Wednesday, February 21, 2018

BofA: Clients Sold Bond ETFs For The Longest Streak On Record

Over the weekend we shifted our focus from the inverse volatility ETF complex and to credit ETFs, both IG (LQD) and HY (HYG and JNK), highlighting that at least according to Deutsche Bank, these have a decent chance of being the next synthetic products to suffer sharp deterioration following the next market tremor.



What Deutsche Bank found was that in light of the sharp move in the VIX, credit ETFs had shown a surprising resilience, which however would be tested if the VIX does not mean-revert from its current level around 20 back to its all-time "complacency lows." Addressing this, Deutsche said that "if credit spreads do indeed reprice to higher volatility, the drawdown in credit ETFs could trigger meaningful liquidation, resulting in further pressure on spreads." It then empirically calculated the adverse impact, if only in theory:




To attempt to put some numbers around it, empirically a 1% m/m selloff in IG ETFs is consistent with a 1.9% decline in IG ETF AUM (currently about $130bn), meaning a 0.9% liquidation; for HY ETFS, a 1% sell-off equates to a 2.8% drop in ETF AUM (currently about $45bn), and therefore a liquidation worth 1.8% of AUM.




It gets worse: assuming the full repricing implied by the move higher in volatility occurs, it would result in a $3.7bn redemption in IG funds, and about $6bn in HY ETFs (and the longer that VIX remains elevated, the more this risk grows). The acute risk for the credit market should such a flow materialize should be for HY, conditional on how concentrated it is – average daily volume in IG was about $17bn last year, whereas for HY is was $7.7bn.



DB"s conclusion: "Should credit sell-off to where the current level of volatility implies, liquidity would likely deteriorate anyway, and the added pressure from fund outflows would likely further exacerbate the spread widening."



To this our response was to "follow the money" and specifically, the flows in, or rather out, of the bond ETF complex.







Today, Bank of America also takes a close look at recent ETF flows and finds two opposing trends, split between equities and debt.

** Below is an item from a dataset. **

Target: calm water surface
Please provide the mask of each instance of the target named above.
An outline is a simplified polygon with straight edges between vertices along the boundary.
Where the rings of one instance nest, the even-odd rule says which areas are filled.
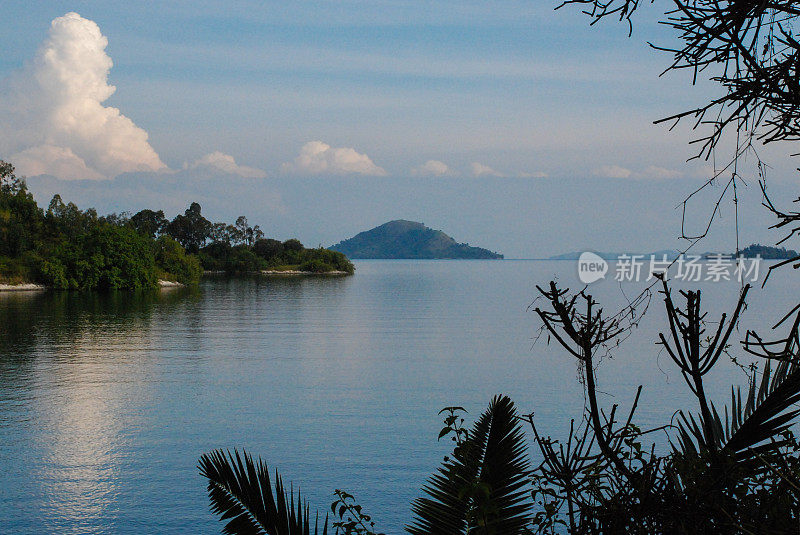
[[[348,278],[205,279],[154,295],[0,294],[0,532],[218,533],[198,457],[244,447],[328,508],[355,494],[387,533],[447,452],[437,412],[512,396],[561,436],[583,404],[576,365],[528,311],[535,285],[578,287],[573,262],[364,261]],[[796,301],[773,275],[743,326]],[[718,315],[735,283],[704,284]],[[613,310],[639,286],[592,286]],[[624,292],[624,293],[623,293]],[[603,362],[608,404],[645,384],[639,420],[688,400],[653,345],[664,313]],[[715,371],[728,395],[742,373]]]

First the good news: last week - during which the S&P 500 rebounded 4.3% (biggest weekly gain since Jan. 2013) - BofA"s clients were big net buyers of equities ($1.35bn) for the second week after near-record selling at the end of January (when the market hit its all time high). Here, clients bought both single stocks and ETFs (second week of single stock buying). While private client (i.e. high net worth retail investors) have led the buying over the last two weeks, institutional clients were also buyers for first time in 16 weeks, after having been the biggest sellers during the pullback. Meahwhile, the 3rd client group, hedge funds were sellers after buying equities the prior week. Clients bought large and small caps but sold mid caps. Meanwhile, corporate buybacks are tracking above typical Feb. levels as well as above year-ago levels. BofA notes that financials continue to dominate buyback activity, comprising 42% of total corporate client buybacks year-to-date (up from 38% last year).



To summarize equity flows (on a rolling 4 week basis):



  • Hedge funds have been net sellers of US stocks on a 4-week average since late Jan. 2018.

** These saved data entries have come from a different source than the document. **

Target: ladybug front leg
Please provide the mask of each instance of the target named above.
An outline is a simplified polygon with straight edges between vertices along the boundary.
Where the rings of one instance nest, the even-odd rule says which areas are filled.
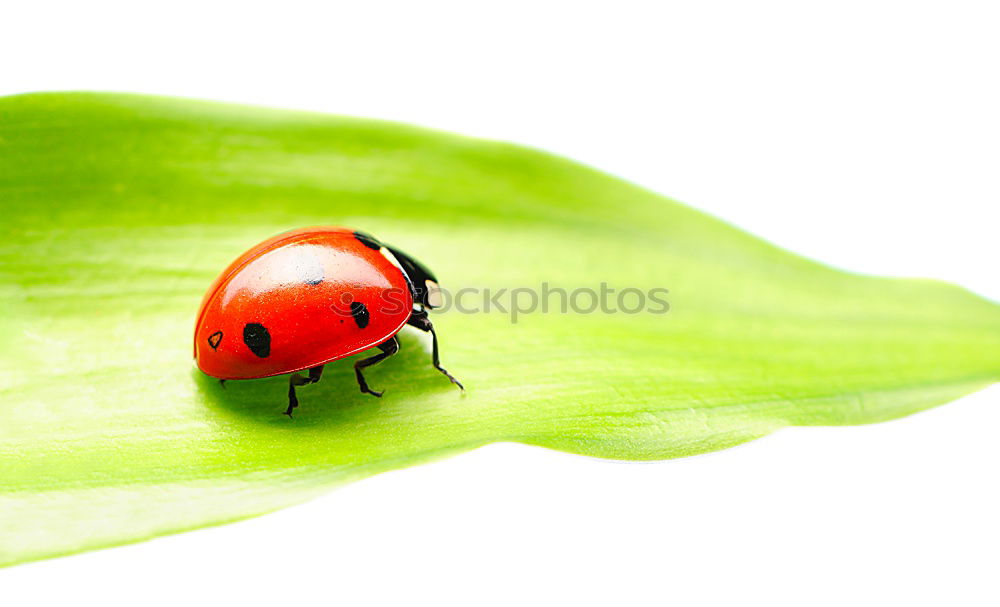
[[[365,367],[370,367],[374,364],[380,363],[383,360],[389,358],[396,352],[399,352],[399,341],[396,336],[393,335],[389,339],[378,345],[379,350],[382,350],[380,354],[376,354],[371,358],[365,358],[354,363],[354,374],[358,377],[358,386],[361,387],[361,392],[363,394],[371,394],[372,396],[382,396],[381,392],[376,392],[368,387],[368,382],[365,381],[365,376],[361,374],[361,370]]]
[[[285,415],[292,416],[292,409],[299,406],[299,399],[295,396],[295,386],[305,386],[315,384],[323,376],[323,365],[309,369],[309,377],[302,377],[298,373],[292,373],[288,377],[288,408]]]
[[[406,324],[416,327],[421,331],[427,331],[431,334],[431,363],[434,368],[444,374],[445,377],[451,380],[451,383],[458,386],[459,390],[465,391],[465,386],[462,382],[452,376],[451,373],[441,366],[441,359],[438,357],[438,336],[434,332],[434,324],[431,323],[431,319],[427,316],[427,310],[415,310],[413,314],[410,315],[410,320],[406,321]]]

  • Institutional clients have been net sellers on a 4-week average basis since early Feb 2016.

  • Private clients have been net buyers of US equities on a 4-week average basis since early Feb. 2018.




Now the bad news: while clients bought equity ETFs for the first time since the selloff began, BofA adds that "they sold fixed income ETFs for the third week, the longest selling streak since we began tracking ETF granularity in 2017 (driven by institutional and hedge fund clients)".





This rising bond ETF selling begs the question: is it the result of concerns about a potential return of market volatility, or due to simply rising rates. If it is the latter, and if the selling continues - or accelerates - the reverse feedback loop from bonds to stocks will likely hit next, and what"s worse, should the weakness in equities observed earlier this month finally hit bonds, this time the volocaust will be far worse as it will originate not in equities, or rather inverse VIX ETFs, but the nexus of risk itself: synthetic credit instruments, a not so subtle repeat of what catalyzed the events of 2008.